You realize now why they say time is gold. Because you probably don’t have much of either, even when solely doing remote work. Now your hips and back feel sore from sitting for hours on end, and your neck and shoulders could surely use a little mobility.
Sitting is the new smoking, and you have to do something before all this inactivity could weigh heavily on your health and work-life balance. But between your workload and your other responsibilities, how do you find the time to meet your work targets and still hit your fitness goals? Check out our tips on how to be more active at work.
For a remote worker, a body part that you could spend premium insurance on are the fingers. After all, keyboard athletes depend a lot on the nimble flexibility of their digits to write up reports on the fly and prevent disasters by quickly clicking on the recall button to retrieve erroneous emails.
Finger exercises can keep you from getting sore muscles, stiff and painful tendons, and nerve injuries that could even lead to Carpal tunnel syndrome. So give your fingers some TLC with some stretching and squeezing. Don’t forget to make it wristy, “heelful,” and toe-inclusive too!
When taking audio-only meetings, Spot, an online meeting tool for walkers, can give your fingers a rest with our hands-free features. Transcriptions automatically enable when the call begins and are available for review after the meeting ends. No note taking or typing required.
Or maybe right now would be an even better time to hitch on to the Pomodoro craze? The Pomodoro, while first pushed as a productivity technique, can also jumpstart your fitness goals. It is essentially a time-management method where you work undistracted for 25 minutes, take a five-minute break, then keep repeating the 25-5 minute chunks until the job gets done. What can you do during those five-minute intermissions? A lot! You can do several rounds of jumping jacks or squats to get your heart rate up.. Feeling tight? Stretch it out with neck rotations, wall push-ups, or reverse lunges. There are so many beginner-friendly moves, even for the more risk-averse. The key is to take baby steps so you don’t overwhelm yourself. We’re going for progress here, not perfection (that can come much later).
When you’re not in meetings, take advantage of the opportunity to incorporate exercise (and fun) into your routine, even while at your desk. Get into the groove with a chill playlist for some seriously cool moves for a great lower body workout. Enjoy your jam and get some muscle definition going with seated leg lifts, calf raises, and ankle rotations.

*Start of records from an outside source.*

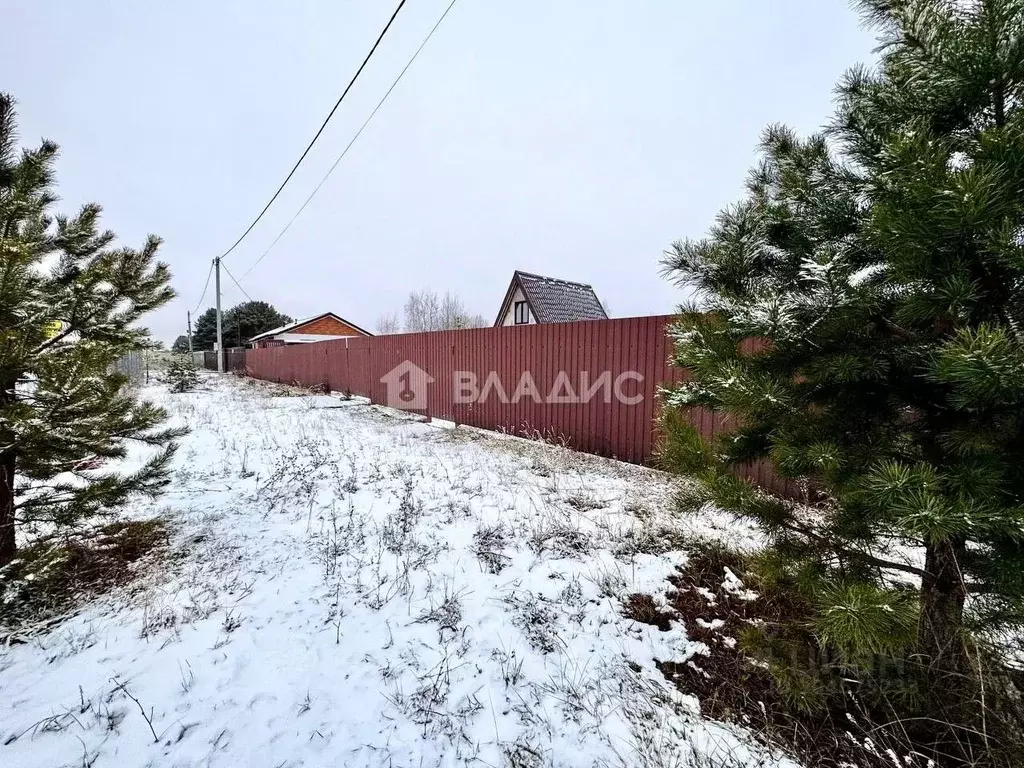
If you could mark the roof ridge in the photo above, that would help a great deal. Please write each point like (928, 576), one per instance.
(554, 280)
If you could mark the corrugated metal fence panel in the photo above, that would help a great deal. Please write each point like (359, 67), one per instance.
(614, 368)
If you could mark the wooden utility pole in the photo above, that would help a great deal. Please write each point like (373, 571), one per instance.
(220, 336)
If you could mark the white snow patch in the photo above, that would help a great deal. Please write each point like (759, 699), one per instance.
(360, 589)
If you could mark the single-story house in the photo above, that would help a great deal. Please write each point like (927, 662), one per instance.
(318, 328)
(534, 298)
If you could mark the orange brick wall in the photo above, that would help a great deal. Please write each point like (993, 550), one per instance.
(328, 327)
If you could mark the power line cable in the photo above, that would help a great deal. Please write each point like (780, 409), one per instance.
(204, 290)
(349, 145)
(323, 126)
(236, 282)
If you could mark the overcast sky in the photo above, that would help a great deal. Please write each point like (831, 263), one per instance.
(574, 138)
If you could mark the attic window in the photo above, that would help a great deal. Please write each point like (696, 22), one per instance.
(521, 313)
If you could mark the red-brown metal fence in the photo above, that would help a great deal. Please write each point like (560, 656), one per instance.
(620, 364)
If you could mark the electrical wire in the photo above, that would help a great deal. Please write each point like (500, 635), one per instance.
(323, 126)
(236, 282)
(349, 145)
(204, 290)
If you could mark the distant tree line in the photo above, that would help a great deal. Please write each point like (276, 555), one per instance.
(239, 325)
(425, 310)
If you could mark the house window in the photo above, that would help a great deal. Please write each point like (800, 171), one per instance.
(521, 313)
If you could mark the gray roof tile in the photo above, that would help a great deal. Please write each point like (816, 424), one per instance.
(554, 300)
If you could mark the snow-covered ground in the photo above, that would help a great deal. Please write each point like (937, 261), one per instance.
(355, 588)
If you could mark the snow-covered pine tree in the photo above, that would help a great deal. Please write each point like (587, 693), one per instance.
(69, 303)
(883, 264)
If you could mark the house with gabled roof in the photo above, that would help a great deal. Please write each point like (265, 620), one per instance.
(318, 328)
(532, 298)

You don’t have to be Superman to get buns of steel. Hold and release for ten seconds to clench your way to the top of your fitness game. Regularly work a few sets of eight reps, and you will soon see the positive effects. You can burn fat and cellulite, protect your back from injuries, strengthen your glutes, and improve overall health. With many fun exercise routines to choose from, make sure no body part gets left behind.

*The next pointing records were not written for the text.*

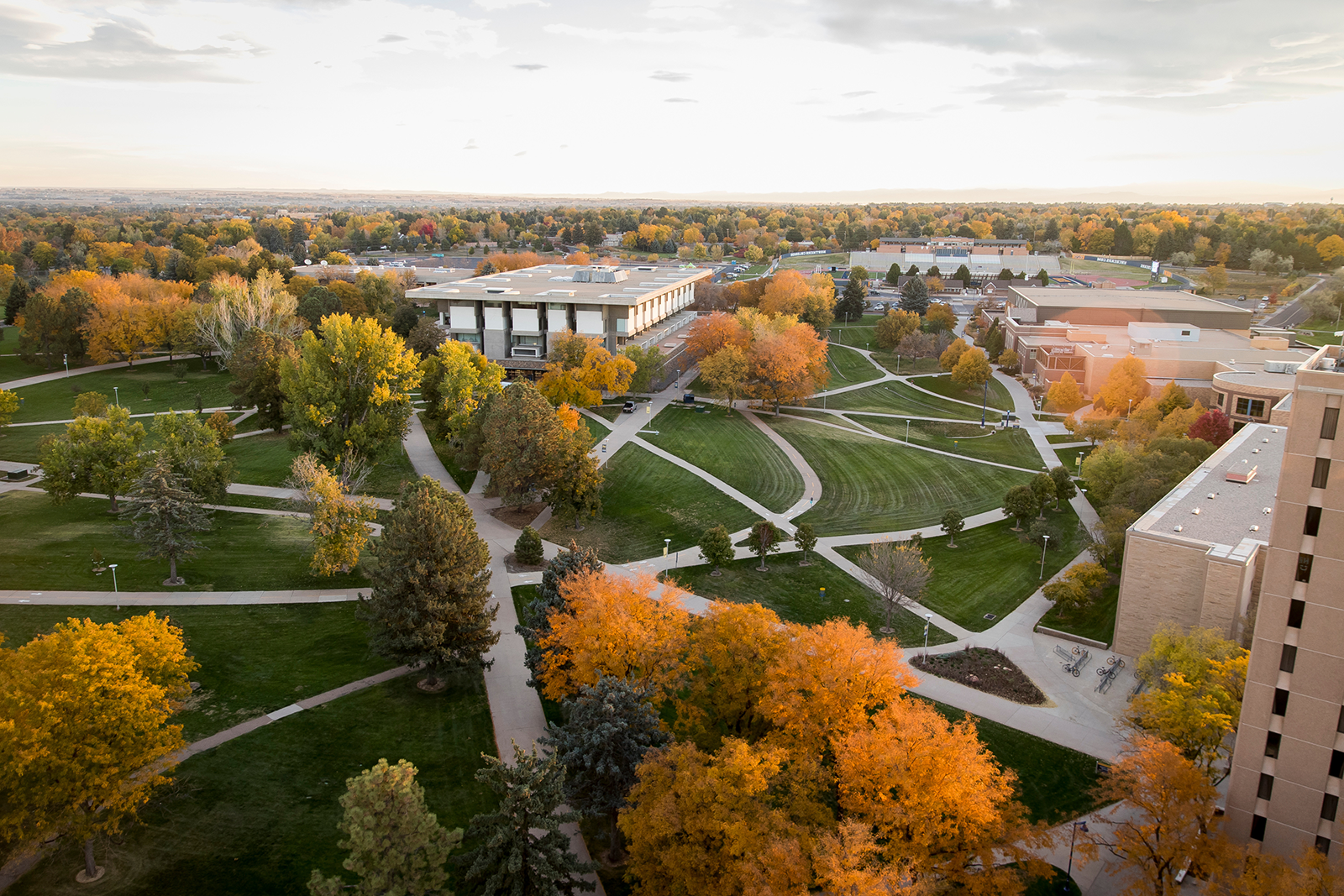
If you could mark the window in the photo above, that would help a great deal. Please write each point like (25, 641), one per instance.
(1321, 474)
(1304, 567)
(1250, 407)
(1314, 521)
(1294, 618)
(1273, 741)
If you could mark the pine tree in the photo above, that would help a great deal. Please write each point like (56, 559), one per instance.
(165, 515)
(611, 727)
(511, 857)
(396, 844)
(535, 617)
(430, 604)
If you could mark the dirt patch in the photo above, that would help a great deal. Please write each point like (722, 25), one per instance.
(987, 671)
(519, 516)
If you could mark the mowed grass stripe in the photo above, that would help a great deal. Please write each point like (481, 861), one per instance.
(869, 485)
(730, 449)
(645, 500)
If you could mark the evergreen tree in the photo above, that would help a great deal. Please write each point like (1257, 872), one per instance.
(535, 617)
(165, 515)
(430, 600)
(914, 296)
(611, 727)
(512, 859)
(396, 844)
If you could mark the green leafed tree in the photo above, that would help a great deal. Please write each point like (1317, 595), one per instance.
(396, 842)
(94, 454)
(609, 728)
(717, 547)
(523, 852)
(430, 600)
(165, 516)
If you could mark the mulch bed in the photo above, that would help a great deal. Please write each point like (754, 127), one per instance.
(983, 669)
(519, 516)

Suggest audio-only calls whenever possible to avoid unnecessary screen time. Keep video meetings to a minimum by using email or audible checkpoints instead. Not only will this require less prep work (think desk decluttering, light adjustments, video background checks, etc.), but also be better for your exhausted and dried-out peepers.
Some meetings do require visuals, such as product presentations and board conferences, but for routine alignments and quick updates with less than five people, audio-only calls can optimize productivity. How so? Audio meetings allow you the flexibility to conduct your meetings the way you want to. When you’re free to move away from the office, this gets your blood flowing more efficiently to deliver the nutrients needed by your body and brain. Improved circulation also reduces stress hormones, which brings out your calmer, more focused, and creative side. All of this supports productivity.
Spot, the online tool of choice for walking meeting aficionados, allows remote workers to be active and productive at the same time. Whether in your office or on the move, on-cam or off-cam, with these great tips crushing your fitness goals should be a walk in the park, literally.